Так и стояло дерево словно бы с обезображенным заткнутым ртом, но каждую весну оно зеленело, а каждую осень заваливало палой листвой тропинку к Мичуринцу.

Битов любил приходить к нему и смотреть на эти немыслимые объятия железа и коры, гвоздей и побегов. А еще оно напоминало ему дерево, которое росло у них перед домом на Аптекарском острове. Но то дерево давно спилили. Свежие чурбаки тогда потом еще долго валялись во дворе, катались по двору, потому что никак не могли достать машину, чтобы вывезти их на свалку.

В том же году, когда не стало дерева, не стало и отца.

Они ушли одновременно («Я – гробница своего отца.
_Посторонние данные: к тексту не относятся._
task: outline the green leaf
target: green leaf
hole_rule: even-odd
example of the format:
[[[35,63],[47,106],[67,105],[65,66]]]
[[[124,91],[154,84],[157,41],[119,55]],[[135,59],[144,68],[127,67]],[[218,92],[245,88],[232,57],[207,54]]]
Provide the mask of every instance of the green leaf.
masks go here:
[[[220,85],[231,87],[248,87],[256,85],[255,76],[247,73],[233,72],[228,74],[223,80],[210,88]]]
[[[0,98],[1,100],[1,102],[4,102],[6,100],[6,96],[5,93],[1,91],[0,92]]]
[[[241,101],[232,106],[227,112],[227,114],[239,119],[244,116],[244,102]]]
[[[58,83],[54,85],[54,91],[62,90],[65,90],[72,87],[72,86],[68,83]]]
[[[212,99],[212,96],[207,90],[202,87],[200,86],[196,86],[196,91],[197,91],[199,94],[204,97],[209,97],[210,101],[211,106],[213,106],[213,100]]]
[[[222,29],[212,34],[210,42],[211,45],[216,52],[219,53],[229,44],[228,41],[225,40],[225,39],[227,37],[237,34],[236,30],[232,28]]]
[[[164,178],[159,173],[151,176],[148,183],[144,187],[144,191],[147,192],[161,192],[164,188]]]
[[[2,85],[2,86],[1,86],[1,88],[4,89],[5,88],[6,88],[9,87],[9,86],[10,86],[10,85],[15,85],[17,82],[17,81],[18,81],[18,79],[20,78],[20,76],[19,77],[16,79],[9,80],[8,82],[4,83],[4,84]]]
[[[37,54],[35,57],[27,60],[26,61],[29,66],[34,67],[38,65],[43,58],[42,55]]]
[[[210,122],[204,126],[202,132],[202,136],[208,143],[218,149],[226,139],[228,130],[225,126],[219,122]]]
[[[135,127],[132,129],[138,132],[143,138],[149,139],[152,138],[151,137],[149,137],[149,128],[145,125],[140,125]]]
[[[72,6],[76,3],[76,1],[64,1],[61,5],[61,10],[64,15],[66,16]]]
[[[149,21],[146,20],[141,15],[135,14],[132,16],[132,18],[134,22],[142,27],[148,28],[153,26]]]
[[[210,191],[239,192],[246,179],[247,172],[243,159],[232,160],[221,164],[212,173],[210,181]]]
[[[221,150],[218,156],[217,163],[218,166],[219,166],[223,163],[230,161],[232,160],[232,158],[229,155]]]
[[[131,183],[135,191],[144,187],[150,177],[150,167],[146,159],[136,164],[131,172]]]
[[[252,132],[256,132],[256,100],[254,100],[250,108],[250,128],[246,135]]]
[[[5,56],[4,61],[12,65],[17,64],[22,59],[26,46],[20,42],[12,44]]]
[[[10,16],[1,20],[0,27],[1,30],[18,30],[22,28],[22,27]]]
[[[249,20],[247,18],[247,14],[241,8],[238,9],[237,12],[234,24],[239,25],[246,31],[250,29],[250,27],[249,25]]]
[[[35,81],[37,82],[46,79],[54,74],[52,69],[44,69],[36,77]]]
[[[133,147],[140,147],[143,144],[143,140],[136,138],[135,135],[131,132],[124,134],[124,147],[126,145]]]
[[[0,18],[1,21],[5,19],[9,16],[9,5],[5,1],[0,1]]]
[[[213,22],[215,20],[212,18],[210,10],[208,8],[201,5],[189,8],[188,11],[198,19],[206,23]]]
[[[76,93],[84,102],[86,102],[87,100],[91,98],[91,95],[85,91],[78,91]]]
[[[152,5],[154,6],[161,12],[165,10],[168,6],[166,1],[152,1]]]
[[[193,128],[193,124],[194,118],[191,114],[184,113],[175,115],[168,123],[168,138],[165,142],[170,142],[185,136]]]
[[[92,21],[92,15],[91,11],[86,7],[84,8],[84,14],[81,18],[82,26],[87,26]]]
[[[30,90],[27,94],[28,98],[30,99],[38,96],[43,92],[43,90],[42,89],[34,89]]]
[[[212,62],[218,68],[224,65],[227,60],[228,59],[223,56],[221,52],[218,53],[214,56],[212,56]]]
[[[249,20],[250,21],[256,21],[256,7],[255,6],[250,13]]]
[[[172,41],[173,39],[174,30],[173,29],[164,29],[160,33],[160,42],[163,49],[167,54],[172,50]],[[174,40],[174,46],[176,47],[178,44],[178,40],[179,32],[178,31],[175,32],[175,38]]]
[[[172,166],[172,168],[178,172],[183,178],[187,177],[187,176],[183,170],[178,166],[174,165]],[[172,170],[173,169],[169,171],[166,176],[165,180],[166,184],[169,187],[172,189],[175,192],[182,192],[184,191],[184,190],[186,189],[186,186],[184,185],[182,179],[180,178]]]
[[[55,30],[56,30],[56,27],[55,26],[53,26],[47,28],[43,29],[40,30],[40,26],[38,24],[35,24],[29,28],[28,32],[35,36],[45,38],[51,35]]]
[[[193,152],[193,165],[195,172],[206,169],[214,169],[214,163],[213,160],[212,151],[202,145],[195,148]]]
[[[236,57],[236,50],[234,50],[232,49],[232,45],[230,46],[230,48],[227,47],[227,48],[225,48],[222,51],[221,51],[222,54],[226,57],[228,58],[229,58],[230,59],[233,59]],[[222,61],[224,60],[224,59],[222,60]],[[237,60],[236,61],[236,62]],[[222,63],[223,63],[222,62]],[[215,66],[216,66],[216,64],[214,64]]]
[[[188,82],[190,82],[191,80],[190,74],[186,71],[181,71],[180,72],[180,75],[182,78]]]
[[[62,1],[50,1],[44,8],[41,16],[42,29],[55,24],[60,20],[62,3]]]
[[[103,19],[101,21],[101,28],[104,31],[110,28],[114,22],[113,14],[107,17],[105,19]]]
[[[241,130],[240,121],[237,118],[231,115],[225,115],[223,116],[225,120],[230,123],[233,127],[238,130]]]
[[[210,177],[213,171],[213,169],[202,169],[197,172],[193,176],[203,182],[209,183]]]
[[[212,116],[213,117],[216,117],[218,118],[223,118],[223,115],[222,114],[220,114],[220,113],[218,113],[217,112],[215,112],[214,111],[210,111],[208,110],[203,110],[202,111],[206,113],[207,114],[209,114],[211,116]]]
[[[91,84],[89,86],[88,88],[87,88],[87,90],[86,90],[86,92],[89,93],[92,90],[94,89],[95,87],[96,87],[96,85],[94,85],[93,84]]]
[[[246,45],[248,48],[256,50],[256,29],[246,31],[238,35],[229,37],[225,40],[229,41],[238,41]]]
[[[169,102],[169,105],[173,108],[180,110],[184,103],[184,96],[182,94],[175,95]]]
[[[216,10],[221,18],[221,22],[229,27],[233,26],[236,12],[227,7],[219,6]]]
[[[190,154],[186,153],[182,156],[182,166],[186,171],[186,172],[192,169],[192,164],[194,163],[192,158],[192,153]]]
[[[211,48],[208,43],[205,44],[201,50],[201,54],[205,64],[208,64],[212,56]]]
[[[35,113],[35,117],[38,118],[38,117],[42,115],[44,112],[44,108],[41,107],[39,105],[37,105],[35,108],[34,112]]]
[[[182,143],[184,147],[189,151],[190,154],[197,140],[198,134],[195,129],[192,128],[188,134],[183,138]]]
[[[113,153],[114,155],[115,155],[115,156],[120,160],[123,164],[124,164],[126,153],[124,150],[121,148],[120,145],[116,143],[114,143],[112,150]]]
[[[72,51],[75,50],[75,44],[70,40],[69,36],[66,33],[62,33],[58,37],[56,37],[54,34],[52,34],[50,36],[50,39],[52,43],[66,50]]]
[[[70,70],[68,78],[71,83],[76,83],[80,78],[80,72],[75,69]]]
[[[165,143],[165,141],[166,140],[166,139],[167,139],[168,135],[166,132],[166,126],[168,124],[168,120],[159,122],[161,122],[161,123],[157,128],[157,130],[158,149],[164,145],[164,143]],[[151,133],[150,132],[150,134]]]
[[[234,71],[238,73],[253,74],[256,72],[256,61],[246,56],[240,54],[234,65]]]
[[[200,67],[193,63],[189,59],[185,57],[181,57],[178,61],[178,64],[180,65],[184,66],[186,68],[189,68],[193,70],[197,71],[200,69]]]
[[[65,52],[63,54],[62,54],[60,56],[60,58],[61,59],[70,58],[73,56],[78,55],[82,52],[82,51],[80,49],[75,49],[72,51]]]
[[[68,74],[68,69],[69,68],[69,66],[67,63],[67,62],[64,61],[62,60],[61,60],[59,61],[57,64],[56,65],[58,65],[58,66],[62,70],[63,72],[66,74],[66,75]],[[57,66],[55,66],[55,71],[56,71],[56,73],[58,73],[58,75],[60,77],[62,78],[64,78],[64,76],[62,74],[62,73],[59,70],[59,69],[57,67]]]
От моего отца ничего не осталось», А. Г. Битов).

Переделкинская липа держалась.

Кругом шумел подмосковный лес…

Так я стоял; я был стволом в лесу;

Я слушал все, чему у нас не верят:

Про Дафну и ее внезапный лавр,

Про двух богоприимных стариков,

Безбольно переросших в пару вязов.

Но, впрочем, прежде нужно, чтобы бога

Приветили, чтобы его с порога

Препроводили к очагу души,

А там уж он и чудо совершит.

Вот так и был я деревом в лесу

И многое узнал, и достоверно,

О том, что прежде почитал за басни.

Это текст из сборника «A LUME SPENTO» Эзры Паунда, умершего в добровольном молчании в 1971 году в возрасте 87 лет.

Дерево молчит, даже когда со временем жестяные листы врезаются в его древесину…

Или это древесина обросла железные зубья, поглотила, раскрошила, скрыла их внутри себя и теперь исполинский ствол, закованный в броню, выглядел устрашающе, скрипел жестяными латами на ветру, гудел во время трескучих морозов, гулко грохотал весенней капелью по завиткам черной обгоревшей коры.